Personal information
- Full name: Vicha Ratanachote
- National team: Thailand
- Born: 22 February 1977 (age 49) Bangkok, Thailand
- Height: 1.83 m (6 ft 0 in)
- Weight: 75 kg (165 lb)

Sport
- Sport: Swimming
- Strokes: Freestyle
- College team: University of Southern California (U.S.)
- Coach: Mark Schubert (U.S.)

Medal record
Men's swimming
Representing Thailand
Southeast Asian Games
| Gold medal – first place | 1995 Chiang Mai | 4x200m freestyle relay |
| Gold medal – first place | 1999 Brunei | 200 m freestyle |
| Silver medal – second place | 1995 Chiang Mai | 4x100m freestyle relay |
| Silver medal – second place | 1995 Chiang Mai | 400m freestyle |
| Bronze medal – third place | 1995 Chinga Mai | 200m freestyle |

= Vicha Ratanachote =

Thai swimmer (born 1977)

Vicha Ratanachote (วิชา รัตนโชติ; born February 22, 1977) is a Thai former swimmer, who specialized in middle-distance freestyle events. In 1999, Ratanachote became a SEA Games champion in the 200 m freestyle, and later represented Thailand at the 2000 Summer Olympics. While studying in the United States, he is a member of the USC Trojans swimming and diving team under head coach Mark Schubert.
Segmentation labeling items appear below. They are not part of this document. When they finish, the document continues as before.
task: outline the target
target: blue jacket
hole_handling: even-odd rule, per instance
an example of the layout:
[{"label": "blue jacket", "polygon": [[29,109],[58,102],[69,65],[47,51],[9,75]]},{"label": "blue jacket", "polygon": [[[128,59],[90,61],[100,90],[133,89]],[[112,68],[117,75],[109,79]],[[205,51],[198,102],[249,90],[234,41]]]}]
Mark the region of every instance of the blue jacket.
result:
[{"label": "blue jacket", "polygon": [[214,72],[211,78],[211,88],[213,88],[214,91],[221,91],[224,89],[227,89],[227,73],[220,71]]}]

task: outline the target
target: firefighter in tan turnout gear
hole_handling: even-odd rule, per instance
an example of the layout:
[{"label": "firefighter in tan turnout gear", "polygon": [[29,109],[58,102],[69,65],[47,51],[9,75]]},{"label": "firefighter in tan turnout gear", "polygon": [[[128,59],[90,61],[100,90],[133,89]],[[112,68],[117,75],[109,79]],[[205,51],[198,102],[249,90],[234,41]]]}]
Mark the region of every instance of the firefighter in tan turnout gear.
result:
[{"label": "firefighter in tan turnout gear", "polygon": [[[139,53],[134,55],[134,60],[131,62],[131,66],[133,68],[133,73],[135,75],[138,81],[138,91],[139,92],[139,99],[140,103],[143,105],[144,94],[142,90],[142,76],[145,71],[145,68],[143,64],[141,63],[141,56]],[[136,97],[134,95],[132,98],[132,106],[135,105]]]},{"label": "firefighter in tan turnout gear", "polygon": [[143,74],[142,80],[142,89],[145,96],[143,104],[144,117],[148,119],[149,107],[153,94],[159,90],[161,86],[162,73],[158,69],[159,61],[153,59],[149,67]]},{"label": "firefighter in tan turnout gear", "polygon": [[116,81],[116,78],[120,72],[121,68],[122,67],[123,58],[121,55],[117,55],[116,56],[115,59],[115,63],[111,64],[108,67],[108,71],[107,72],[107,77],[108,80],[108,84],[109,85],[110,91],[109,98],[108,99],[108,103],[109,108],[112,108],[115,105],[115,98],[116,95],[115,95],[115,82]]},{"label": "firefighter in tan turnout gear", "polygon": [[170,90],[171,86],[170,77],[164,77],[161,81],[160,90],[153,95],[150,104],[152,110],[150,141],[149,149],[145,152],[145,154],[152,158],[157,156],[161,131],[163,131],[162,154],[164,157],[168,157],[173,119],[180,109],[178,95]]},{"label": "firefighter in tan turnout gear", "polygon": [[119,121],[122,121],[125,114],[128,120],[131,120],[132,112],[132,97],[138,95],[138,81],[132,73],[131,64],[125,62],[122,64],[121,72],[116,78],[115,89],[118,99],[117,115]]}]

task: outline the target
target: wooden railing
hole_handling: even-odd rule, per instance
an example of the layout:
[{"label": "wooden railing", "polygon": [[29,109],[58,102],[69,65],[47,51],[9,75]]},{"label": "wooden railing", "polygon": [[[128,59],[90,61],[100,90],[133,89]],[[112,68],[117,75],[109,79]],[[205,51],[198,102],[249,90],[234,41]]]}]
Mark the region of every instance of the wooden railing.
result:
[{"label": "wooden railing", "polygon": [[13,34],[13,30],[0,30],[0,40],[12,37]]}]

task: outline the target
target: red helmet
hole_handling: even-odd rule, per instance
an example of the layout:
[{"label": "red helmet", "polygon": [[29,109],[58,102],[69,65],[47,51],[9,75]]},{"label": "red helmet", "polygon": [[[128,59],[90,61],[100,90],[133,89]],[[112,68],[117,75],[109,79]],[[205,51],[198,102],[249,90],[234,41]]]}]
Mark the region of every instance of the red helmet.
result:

At the 1999 Southeast Asian Games in Bandar Seri Begawan, Brunei, Ratanachote powered past the entire field to earn a gold medal in the 200 m freestyle with a time of 1:53.43.

Ratanachote competed in the men's 200 m freestyle at the 2000 Summer Olympics in Sydney. After winning a gold medal from the SEA Games, his entry time of 1:53.43 was accredited under a FINA B-standard. He challenged seven other swimmers in heat three, including 17-year-olds Damian Alleyne of Barbados and Wu Nien-pin of the Chinese Taipei. He rounded out the field to last place by 0.33 of a second behind Wu in a time of 1:54.91. Ratanachote failed to advance into the semifinals, as he placed thirty-first overall in the prelims.